We had a beautiful weekend, but I’m not going to express any gratitude for it, because by this time of year it’s our due, goddammit, and it wasn’t even all that warm. Nevertheless, I took extra-long bike rides both days, enough to exhaust me so that when I came home and contemplated how filthy our windows are, I didn’t have enough energy to do anything about them. (That’s the purpose of exercise, if you ask me.) Today, I circumnavigated poor, dead Southtown Mall, and discovered it’s still good for something — a single gentleman was having a riot of a time running a remote-controlled car all over the place without fear of running into anything other than an early-growing weed.

I’ve stopped watching the war on TV. The looting of museums sickens me, and as for the rest of it, well, print’s doing a better job.
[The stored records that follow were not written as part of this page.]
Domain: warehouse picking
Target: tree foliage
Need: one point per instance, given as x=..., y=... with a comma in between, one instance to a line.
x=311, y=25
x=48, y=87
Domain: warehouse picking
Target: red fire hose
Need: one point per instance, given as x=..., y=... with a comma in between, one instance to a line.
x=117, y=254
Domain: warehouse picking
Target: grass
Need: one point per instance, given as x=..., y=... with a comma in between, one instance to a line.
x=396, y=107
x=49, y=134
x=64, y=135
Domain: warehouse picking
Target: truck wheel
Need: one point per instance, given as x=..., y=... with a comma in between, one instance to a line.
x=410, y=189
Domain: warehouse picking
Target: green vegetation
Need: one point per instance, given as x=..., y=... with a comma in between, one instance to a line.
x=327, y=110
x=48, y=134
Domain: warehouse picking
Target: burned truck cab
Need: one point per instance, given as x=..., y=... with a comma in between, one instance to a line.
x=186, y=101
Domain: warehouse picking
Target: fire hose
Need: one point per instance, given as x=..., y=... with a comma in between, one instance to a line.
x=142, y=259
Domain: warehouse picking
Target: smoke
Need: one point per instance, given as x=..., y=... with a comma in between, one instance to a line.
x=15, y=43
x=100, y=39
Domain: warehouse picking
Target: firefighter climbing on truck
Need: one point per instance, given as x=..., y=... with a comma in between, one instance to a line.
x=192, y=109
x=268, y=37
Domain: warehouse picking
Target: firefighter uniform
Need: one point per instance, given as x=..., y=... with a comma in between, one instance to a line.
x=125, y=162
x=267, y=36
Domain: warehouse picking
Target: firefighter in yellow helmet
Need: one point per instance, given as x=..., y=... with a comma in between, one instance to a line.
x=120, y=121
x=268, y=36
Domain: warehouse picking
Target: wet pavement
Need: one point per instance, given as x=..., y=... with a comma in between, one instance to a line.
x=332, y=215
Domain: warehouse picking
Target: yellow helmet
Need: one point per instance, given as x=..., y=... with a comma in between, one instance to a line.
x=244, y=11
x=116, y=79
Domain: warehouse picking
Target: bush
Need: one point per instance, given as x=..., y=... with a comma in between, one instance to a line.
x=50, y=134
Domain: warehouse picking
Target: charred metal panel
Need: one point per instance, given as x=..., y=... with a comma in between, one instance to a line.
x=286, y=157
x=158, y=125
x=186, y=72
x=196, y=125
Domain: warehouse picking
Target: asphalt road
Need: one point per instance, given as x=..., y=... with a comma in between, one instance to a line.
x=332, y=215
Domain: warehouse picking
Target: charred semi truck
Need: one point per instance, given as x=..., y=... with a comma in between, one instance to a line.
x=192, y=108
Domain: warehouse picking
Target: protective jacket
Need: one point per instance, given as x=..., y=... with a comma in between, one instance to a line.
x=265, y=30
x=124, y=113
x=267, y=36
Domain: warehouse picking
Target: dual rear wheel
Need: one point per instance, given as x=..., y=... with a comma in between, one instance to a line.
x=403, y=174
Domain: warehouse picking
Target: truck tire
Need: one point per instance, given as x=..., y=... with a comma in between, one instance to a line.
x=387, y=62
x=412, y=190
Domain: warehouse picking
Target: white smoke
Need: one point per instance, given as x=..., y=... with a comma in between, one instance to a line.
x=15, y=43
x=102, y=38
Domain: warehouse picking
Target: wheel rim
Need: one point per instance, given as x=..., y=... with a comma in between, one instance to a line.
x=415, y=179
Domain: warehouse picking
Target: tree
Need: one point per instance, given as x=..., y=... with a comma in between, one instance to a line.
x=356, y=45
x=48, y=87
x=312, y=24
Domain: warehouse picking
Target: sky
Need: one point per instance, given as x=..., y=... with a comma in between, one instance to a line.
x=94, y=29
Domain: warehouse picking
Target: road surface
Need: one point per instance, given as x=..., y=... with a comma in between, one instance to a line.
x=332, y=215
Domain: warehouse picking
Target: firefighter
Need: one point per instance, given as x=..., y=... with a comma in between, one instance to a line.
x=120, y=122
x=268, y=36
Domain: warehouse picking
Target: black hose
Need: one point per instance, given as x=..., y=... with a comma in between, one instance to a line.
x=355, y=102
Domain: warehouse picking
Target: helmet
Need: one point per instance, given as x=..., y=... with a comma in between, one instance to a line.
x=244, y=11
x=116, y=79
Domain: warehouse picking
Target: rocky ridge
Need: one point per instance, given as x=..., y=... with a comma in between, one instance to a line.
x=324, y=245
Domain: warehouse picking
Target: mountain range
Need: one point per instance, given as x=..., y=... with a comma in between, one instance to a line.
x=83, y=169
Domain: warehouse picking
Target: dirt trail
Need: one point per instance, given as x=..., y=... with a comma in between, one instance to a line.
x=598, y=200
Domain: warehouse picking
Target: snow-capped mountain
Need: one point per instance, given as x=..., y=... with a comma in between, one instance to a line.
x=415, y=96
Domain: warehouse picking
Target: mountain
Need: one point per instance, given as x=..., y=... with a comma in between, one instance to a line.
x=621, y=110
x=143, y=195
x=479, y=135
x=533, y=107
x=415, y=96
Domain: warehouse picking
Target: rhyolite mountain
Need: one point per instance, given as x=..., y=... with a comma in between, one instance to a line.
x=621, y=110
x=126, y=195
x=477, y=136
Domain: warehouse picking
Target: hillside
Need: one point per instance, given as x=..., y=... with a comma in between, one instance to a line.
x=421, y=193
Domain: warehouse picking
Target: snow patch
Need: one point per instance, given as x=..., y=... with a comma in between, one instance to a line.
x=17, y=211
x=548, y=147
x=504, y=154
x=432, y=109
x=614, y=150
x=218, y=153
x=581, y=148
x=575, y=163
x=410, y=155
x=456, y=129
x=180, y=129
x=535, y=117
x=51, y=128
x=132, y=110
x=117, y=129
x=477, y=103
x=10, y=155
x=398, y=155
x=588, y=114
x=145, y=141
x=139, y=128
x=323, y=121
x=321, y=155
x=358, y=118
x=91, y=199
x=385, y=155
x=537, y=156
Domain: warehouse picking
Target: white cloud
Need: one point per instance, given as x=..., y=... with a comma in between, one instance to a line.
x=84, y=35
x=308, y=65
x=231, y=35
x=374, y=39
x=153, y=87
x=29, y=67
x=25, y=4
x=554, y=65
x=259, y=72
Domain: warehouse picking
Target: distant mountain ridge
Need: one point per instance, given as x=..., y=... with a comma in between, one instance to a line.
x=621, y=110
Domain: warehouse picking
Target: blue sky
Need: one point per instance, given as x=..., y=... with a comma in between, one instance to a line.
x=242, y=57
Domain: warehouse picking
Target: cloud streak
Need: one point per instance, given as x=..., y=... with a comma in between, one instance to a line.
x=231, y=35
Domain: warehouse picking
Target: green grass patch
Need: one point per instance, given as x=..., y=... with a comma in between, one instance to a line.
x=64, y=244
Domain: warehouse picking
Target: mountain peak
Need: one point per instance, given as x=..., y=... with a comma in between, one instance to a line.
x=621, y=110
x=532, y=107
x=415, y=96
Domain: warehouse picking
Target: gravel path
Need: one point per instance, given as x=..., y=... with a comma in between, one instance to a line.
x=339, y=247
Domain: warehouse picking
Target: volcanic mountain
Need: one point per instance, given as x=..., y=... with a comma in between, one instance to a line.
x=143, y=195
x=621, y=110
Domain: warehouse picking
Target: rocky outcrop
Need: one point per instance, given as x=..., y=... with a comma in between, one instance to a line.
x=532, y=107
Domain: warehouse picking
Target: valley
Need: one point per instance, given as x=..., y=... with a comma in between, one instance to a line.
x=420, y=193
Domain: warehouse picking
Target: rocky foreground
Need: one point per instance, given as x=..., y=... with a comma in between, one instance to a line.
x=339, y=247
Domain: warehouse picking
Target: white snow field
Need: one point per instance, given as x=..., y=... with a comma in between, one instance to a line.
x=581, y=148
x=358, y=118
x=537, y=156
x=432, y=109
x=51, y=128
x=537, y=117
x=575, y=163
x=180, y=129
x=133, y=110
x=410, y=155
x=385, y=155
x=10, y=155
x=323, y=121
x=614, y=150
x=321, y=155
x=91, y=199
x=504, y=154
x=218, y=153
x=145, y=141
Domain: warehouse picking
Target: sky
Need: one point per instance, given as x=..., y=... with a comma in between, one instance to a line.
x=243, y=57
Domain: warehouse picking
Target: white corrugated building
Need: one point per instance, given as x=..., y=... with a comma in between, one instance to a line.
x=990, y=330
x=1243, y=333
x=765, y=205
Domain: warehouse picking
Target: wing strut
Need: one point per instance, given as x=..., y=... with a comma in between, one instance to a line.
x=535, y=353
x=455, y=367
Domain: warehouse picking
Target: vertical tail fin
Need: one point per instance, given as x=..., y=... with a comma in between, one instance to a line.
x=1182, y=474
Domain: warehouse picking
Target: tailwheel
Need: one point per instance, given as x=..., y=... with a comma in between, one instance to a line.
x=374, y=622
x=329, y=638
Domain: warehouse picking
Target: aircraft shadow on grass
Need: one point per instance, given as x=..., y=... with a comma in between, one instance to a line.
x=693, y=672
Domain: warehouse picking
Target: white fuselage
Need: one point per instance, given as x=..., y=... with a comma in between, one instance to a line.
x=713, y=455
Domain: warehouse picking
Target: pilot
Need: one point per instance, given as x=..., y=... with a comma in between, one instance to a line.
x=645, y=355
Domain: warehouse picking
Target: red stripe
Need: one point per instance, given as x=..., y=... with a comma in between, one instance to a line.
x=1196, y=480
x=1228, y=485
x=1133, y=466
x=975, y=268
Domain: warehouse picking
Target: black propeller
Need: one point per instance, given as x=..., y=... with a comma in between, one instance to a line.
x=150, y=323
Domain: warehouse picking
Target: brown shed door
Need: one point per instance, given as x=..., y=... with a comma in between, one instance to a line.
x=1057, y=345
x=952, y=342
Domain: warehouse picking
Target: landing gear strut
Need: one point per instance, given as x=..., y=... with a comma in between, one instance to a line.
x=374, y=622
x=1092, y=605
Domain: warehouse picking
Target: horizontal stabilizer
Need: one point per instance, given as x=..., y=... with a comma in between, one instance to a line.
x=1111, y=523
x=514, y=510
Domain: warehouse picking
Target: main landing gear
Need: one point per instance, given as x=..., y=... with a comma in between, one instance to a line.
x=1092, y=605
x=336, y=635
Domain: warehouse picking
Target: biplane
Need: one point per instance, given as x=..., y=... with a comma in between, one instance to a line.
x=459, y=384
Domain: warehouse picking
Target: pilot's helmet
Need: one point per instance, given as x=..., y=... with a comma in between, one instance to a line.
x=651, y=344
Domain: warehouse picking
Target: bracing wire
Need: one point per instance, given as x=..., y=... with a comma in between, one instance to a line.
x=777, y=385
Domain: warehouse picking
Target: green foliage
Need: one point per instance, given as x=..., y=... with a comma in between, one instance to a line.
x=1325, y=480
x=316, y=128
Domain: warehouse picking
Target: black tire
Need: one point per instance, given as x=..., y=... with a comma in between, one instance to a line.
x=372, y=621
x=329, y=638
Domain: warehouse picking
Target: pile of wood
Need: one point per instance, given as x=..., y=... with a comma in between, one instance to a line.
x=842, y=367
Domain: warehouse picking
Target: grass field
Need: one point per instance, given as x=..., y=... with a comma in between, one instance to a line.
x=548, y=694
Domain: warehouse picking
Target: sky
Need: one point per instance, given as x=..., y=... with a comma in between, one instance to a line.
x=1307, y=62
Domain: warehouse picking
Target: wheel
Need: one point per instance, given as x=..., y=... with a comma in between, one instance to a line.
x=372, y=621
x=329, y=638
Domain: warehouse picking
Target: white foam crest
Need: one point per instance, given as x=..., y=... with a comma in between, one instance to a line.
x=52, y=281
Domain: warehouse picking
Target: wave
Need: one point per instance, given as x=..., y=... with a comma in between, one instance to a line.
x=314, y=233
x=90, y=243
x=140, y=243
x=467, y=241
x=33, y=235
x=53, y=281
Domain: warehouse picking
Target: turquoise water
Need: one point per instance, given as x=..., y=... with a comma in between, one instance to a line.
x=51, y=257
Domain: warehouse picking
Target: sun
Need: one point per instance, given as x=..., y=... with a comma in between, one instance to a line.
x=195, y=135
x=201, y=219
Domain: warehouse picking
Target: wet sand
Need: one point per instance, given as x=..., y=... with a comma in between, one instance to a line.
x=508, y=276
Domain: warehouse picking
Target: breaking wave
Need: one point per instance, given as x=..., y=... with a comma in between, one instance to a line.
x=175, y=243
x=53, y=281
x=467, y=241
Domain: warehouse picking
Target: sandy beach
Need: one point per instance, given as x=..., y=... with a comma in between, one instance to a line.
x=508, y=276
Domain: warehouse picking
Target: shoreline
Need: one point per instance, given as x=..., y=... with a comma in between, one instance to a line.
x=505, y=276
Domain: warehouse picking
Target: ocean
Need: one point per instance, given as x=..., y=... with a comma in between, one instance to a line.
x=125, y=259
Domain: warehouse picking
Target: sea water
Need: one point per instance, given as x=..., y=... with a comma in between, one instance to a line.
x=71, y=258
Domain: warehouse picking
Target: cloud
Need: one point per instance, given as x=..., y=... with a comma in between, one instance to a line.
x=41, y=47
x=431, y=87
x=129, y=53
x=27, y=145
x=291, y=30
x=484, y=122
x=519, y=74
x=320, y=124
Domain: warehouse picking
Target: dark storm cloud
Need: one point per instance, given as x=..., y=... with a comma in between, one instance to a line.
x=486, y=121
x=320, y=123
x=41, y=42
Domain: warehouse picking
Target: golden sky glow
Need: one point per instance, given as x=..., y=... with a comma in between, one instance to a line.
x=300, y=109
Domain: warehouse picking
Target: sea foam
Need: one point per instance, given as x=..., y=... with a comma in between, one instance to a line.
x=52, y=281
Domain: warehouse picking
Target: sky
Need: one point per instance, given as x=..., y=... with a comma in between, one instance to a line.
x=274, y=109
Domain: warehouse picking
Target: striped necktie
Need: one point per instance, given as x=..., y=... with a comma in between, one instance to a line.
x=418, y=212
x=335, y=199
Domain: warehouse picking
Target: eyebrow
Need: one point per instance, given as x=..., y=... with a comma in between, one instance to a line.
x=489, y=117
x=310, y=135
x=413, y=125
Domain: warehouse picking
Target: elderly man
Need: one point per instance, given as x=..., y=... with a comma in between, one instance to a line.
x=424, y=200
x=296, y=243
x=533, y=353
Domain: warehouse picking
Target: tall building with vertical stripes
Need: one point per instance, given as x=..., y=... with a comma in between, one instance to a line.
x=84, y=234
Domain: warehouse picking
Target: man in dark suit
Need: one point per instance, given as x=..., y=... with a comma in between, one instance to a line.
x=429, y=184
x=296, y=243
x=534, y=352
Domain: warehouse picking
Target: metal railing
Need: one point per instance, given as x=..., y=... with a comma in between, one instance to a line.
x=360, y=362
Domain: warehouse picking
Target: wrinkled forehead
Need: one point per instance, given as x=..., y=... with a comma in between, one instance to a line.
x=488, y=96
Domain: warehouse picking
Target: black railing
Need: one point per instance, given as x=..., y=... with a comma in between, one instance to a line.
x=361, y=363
In that linked story, American soldiers make fun of Saddam’s interior decorating, which apparently is right out of the ’70s fly-dude love shack school:

One of the airbrushed paintings depicted a topless blonde woman, with a green demon behind her, pointing a finger at a mythic hero. From the tip of her finger came a giant serpent, which had wrapped itself around the warrior.

Another showed a buxom woman chained to a barren desert mountain ledge, with a huge dragon diving down to kill her with sharpened talons.

The home’s 1960s look, parodied in the series of "Austin Powers" spy spoofs, inspired a round of imitations from soldiers.

"Yeah, baaabeee," said Carter, doing his best imitation of actor Mike Myers’ character.

"Shagadelic," another soldier shouted.

Don’t they know class warfare — and, presumably, ridicule — is wrong and un-American?

Finally, Alex writes with one of those Ah-Modern-Life situations that we all have to cope with now and again. Evidently an older female friend of his told him, in a drunken fit of confession, that she always wanted a vibrator. With her birthday coming up, Alex made a note and then made the purchase. She lives in Florida, so FedEx was involved. And guess what?

The thing went off inside the box while I was at the Fed Ex place. Thank God this was in Boys Town (Alex’s gay neighborhood in Chicago). I can’t imagine the embarrassment of having to rewrap the thing in front of the customers and Fed Ex employees in a place like Fort Wayne. Everyone here was having a delightful time with it and they made sure I taped down the on/off switch lest the thing end up closing down an airport somewhere.

Make the note: Tape down the on/off switch. (Or send batteries separately.) See you tomorrow.

Posted at 1:29 pm in Uncategorized |
 

One response to “Sis, boom, bah.”

  1. laura preble said on December 15, 2004 at 4:15 pm

    I’m a high school teacher, and someone turned ina column that reads suspiciously like your stuff. Did you ever write a humor column that begins “What is baseball? The word itself conjures up visions of a bright green field of grass with white lines painted down the sides.” Sound familiar? It’s about a sister who is brunette with blonde roots.